Hmm scheint auch an den Begriffsdefinitonen zu hängen (das Problem kommt mir bekannt vor ^^*).
Ich versuch mal zu erklären, was ich unter Ethik und Moral verstehe:

Moral:
Mit dem Ausdruck Moral wird häufig die Sammlung aller moralischen Regeln, Normen und Werte bezeichnet, die Menschen einer bestimmten Gruppe, Gesellschaft, Kultur verwenden. Moral ist also die gelebte Moral von Menschen. Sie bedarf nicht notwendigerweise der rationalen Reflektion, sondern kann gleichsam unbewusst gelebt werden.

Ethik:
Unter dem Ausdruck Ethik wird häufig jede Bemühung zusammengefasst, systematisch und rational über Moral nachzudenken. Ethik ist also die im weitesten Sinne die wissenschaftliche Beschäftigung mit Moral; Ethik ist Nachdenken über Moral.
Allerdings findet sich in der einschlägigen Literatur nicht selten auch die Gleichsetzung von Ethik und Moral. Das heißt, auch unter Moral wird das verstanden, was gerade als Ethik definiert wurde und umgekehrt. Trotzdem ist es sinnvoll, eine Unterscheidung zwischen den beschriebenen Begriffem zu machen, auch wenn die Bezeichnungen nicht völlig klar sind.
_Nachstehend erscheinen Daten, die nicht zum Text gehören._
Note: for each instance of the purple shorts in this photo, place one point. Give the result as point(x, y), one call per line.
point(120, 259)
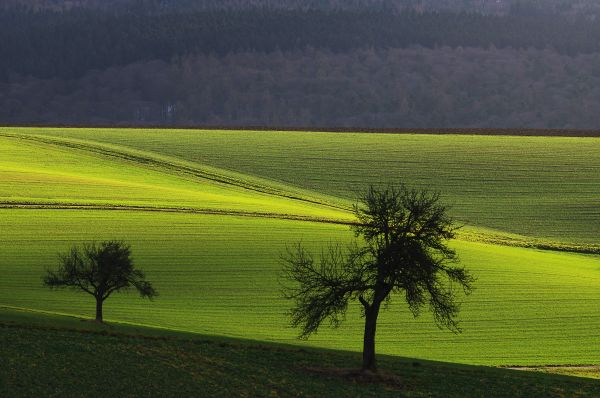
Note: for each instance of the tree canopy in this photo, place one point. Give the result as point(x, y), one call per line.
point(99, 270)
point(402, 252)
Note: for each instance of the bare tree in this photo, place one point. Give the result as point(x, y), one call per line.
point(403, 252)
point(99, 270)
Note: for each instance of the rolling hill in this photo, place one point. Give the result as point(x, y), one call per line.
point(208, 214)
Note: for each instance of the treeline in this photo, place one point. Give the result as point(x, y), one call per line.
point(498, 7)
point(415, 87)
point(65, 45)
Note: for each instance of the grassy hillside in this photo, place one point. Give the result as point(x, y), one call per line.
point(210, 236)
point(548, 187)
point(60, 356)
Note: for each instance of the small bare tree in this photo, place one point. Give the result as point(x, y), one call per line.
point(99, 270)
point(403, 251)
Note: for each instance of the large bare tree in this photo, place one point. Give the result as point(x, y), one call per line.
point(402, 251)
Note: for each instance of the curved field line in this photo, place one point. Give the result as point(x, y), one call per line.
point(190, 210)
point(173, 167)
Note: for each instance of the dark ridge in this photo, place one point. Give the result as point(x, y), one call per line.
point(397, 130)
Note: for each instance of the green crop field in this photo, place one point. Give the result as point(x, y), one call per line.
point(62, 356)
point(209, 212)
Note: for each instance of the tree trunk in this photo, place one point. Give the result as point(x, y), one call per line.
point(98, 309)
point(371, 315)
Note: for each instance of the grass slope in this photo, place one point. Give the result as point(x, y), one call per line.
point(218, 273)
point(547, 187)
point(58, 356)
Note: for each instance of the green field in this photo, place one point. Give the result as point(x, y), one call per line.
point(209, 212)
point(62, 356)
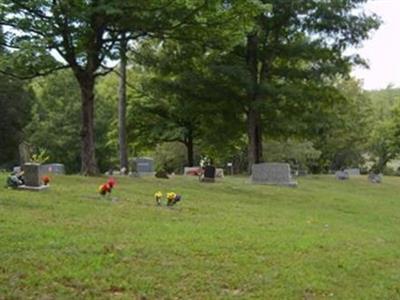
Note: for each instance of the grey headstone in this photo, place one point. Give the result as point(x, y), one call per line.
point(353, 172)
point(342, 175)
point(53, 169)
point(17, 169)
point(32, 175)
point(375, 178)
point(142, 165)
point(24, 150)
point(272, 173)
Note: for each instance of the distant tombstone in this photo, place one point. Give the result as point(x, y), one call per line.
point(142, 166)
point(24, 150)
point(17, 169)
point(53, 169)
point(272, 173)
point(32, 174)
point(219, 172)
point(342, 175)
point(375, 178)
point(230, 167)
point(192, 171)
point(208, 174)
point(32, 177)
point(353, 172)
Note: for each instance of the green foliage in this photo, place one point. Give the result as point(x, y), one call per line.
point(341, 131)
point(300, 154)
point(56, 116)
point(170, 157)
point(15, 103)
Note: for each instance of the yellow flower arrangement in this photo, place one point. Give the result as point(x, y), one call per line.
point(171, 196)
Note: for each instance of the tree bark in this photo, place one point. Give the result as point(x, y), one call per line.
point(254, 138)
point(189, 146)
point(88, 158)
point(253, 115)
point(123, 147)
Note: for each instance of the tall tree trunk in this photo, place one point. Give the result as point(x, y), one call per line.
point(254, 137)
point(123, 147)
point(253, 115)
point(88, 158)
point(189, 147)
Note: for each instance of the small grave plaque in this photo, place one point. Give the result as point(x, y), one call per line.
point(353, 172)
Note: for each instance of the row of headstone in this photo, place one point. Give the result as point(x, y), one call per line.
point(347, 173)
point(197, 171)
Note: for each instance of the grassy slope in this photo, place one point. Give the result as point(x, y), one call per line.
point(325, 239)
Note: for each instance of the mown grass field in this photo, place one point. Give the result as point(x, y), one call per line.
point(228, 240)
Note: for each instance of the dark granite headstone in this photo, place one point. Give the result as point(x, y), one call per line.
point(272, 173)
point(375, 178)
point(208, 174)
point(32, 178)
point(53, 169)
point(342, 175)
point(142, 165)
point(32, 174)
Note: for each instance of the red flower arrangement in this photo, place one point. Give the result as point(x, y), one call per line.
point(107, 187)
point(46, 180)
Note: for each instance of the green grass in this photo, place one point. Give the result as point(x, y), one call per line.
point(229, 240)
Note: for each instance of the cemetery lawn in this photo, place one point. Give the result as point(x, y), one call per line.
point(229, 240)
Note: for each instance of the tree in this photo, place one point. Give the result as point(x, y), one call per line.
point(292, 51)
point(123, 147)
point(178, 102)
point(55, 124)
point(84, 35)
point(15, 102)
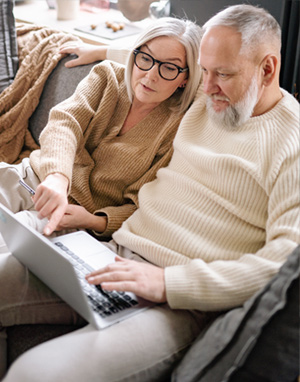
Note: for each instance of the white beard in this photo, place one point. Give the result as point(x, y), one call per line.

Ich behaupte nicht, dass aus Nutzen Moral folgt, sondern dass Moral (nenns von mir aus auch Ethik) im Kern immer nach dem Nutzen geht. Du kannst mir nicht sagen, dass nicht jede Moral meint das beste für den Menschen zu sein. Und das beste ist für mich das gleich wie das nützlichste.
Das ist doch die Erklärung, was soll man dazu noch sagen?
Verschiedene ethische Ansichten sind verschiedene Interpretaionen des Nutzendenkens, was ich ja erreichen will ist, dass man sich dem Nutzen als Ziel von Überlegungn wieder bewusst wird, statt auf starren Moralgebilden zu beharren.